Viele Komponenten als digitale Zwillinge in der Standardbibliothek
„Allein bei der Verifizierung des Konzepts lassen sich Wochen und sogar Monate sparen“, so Dünisch. „Auch komplexe Bewegungsabläufe sind ohne großen Aufwand darstellbar. Wir sind in der Lage, unterschiedliche Konzepte durchzuspielen, deren Abläufe, Taktzeiten sowie Komplexität darzustellen und gemeinsam mit dem Kunden an den Ideen zu arbeiten.“
Der Mechatronics Concept Designer vereint Mechanik, Elektrik und Softwareprogrammierung in einer Oberfläche und parallelisiert damit sämtliche Tätigkeiten. Jeder Entwickler hat alle Daten, versteht das Projekt und arbeitet parallel daran weiter. Schunk bietet einen mehrstufigen Support, der sich auf die Basisschulung in der Software, den grundlegenden Umgang mit dem Tool, die Modellierung von Modulen sowie die Bereitstellung von Modellen und Übungsbaugruppen erstreckt. Der Greifspezialist liefert also nicht nur die Kinematiken seiner Komponenten, sondern unterstützt auch bei der virtuellen Inbetriebnahme.

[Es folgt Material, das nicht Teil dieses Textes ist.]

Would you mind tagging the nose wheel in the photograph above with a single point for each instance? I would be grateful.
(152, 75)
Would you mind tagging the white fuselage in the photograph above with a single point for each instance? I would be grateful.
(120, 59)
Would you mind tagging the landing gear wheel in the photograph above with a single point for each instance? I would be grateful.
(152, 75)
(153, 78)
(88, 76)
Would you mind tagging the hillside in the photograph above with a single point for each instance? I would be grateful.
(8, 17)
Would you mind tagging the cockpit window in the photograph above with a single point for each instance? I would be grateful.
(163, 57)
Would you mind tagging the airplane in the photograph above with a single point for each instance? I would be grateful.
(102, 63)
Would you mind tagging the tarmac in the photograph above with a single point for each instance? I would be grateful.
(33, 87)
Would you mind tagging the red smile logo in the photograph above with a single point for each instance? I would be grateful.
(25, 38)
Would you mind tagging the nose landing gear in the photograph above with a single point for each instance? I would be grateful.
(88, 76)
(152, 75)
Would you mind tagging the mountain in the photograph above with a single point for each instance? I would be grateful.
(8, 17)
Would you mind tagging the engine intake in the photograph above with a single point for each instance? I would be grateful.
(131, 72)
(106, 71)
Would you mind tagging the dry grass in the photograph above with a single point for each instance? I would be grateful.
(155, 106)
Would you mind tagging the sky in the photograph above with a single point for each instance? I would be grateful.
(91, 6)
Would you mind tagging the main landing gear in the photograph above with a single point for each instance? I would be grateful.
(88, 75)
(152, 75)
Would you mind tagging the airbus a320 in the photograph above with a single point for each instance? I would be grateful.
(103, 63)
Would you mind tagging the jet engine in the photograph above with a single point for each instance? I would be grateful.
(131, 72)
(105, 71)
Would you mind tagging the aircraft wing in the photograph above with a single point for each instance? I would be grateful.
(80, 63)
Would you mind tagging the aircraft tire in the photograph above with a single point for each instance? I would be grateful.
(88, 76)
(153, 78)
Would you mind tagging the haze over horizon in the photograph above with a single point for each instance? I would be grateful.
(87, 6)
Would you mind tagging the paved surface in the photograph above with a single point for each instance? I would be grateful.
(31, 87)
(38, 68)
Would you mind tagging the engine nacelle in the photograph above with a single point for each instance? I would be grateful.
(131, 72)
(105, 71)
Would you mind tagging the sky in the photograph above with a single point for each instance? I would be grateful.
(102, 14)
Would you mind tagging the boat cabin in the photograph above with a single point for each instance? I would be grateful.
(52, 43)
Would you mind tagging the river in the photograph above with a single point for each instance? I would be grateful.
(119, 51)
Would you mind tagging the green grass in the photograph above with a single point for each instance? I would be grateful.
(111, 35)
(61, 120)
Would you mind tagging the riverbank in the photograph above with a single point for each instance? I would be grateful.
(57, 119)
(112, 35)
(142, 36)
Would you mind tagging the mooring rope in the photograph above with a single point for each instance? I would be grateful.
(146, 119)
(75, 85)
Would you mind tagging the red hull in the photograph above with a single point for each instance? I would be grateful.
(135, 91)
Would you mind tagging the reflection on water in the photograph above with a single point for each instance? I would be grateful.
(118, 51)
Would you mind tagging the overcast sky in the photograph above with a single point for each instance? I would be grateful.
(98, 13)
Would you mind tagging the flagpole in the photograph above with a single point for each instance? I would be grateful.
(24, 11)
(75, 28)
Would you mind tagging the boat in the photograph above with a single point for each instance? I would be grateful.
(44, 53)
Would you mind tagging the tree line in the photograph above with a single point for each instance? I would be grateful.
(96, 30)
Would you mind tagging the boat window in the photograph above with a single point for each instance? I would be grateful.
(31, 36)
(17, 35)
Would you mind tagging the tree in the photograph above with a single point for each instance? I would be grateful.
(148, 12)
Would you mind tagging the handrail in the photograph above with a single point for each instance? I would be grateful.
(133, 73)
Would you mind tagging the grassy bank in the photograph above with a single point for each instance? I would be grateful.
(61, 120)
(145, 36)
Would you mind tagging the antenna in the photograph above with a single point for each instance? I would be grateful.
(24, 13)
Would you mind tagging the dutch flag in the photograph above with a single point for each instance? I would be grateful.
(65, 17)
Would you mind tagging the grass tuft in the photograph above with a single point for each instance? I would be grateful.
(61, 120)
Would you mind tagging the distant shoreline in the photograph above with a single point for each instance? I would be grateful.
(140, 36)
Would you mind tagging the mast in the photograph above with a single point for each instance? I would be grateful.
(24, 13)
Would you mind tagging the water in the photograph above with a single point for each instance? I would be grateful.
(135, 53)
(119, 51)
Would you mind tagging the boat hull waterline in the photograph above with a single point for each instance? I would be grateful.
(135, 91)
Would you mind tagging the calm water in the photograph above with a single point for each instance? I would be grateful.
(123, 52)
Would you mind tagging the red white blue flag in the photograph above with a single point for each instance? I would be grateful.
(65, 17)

„Mit seiner Standardbibliothek digitaler Zwillinge ist Schunk ganz vorne mit dabei. Die Daten funktionieren einwandfrei“, betont Dünisch. Und Komponenten, die noch nicht als digitale Zwillinge in der Standardbibliothek zur Verfügung standen, wurden schnell nachgeliefert. Andere Komponenten wie Sensoren oder Pneumatikzylinder hat CTE kurzerhand selbst als digitale Zwillinge angelegt und in einer eigenen Bauteilbibliothek abgelegt.
Ein wichtiger Vorteil besteht in der virtuellen Inbetriebnahme. So lässt sich der komplette Programmablauf simulieren und beispielsweise fehlende Signale erkennen, die im Extremfall einen Crash verursachen. Zwar blieben letztlich immer noch Fertigungstoleranzen, Übersetzungs- oder Bedienfehler, die erst in der realen Inbetriebnahme in den Griff zu bekommen seien, doch sei es nach einer virtuellen Inbetriebnahme höchst unwahrscheinlich, dass eine Anlage in der Realität auf Crash fährt, ist Dünisch überzeugt.
Dass weder der Anlagenbauer noch der industrielle Anwender in Software und Knowhow investieren muss, ist aus Sicht von CTE ein zusätzliches Plus. Vor allem Montageapplikationen sollen profitieren: „Jede dieser Anwendungen ist hochspezifisch auf die jeweiligen Bauteile zugeschnitten und der Entwicklungsdruck ist hoch“, erläutert Dünisch. „Es sind immer neue Prozesse, aber immer ähnliche Komponenten. Mit dem MCD lassen sich in solchen Fällen 30 bis 40 Prozent der Gesamtzeit sparen.“
Schunk GmbH & Co. KG
Komplettes Programm als Digitaler Zwilling
Sein 24V-Mechatronikprogramm für die Hochleistungsmontage hat Schunk bereits komplett als Bibliothek digitaler Zwillinge angelegt. Sukzessive wird nun das komplette Greifsystemprogramm folgen. Die digitalen Zwillinge enthalten das CAD-Volumenmodell mit allen geometrischen Daten zur Modellierung in Siemens NX, ein kinematisches Verhaltensmodell sowie ein physikalisches Modell, in dem der Hub, die Aus- und Einfahrgeschwindigkeit, die Beschleunigung, der Ruck, die Nennkraft und die Masse hinterlegt sind.
Hinzu kommen CAE-Daten (EPLAN) und SPS-Funktionsbausteine zur virtuellen Inbetriebnahme. Neben einer Ablaufsequenz liefert die Software unter anderem ein Gantt-Diagramm, in dem sämtliche Ablaufschritte und Abhängigkeiten dargestellt werden. Über Schnittstellen kann das Verhalten des virtuellen Modells an realen Steuerungen wie Siemens Simatic S7 oder Beckhoff getestet werden. Auch der Einsatz unterschiedlicher Parametersätze lässt sich simulieren.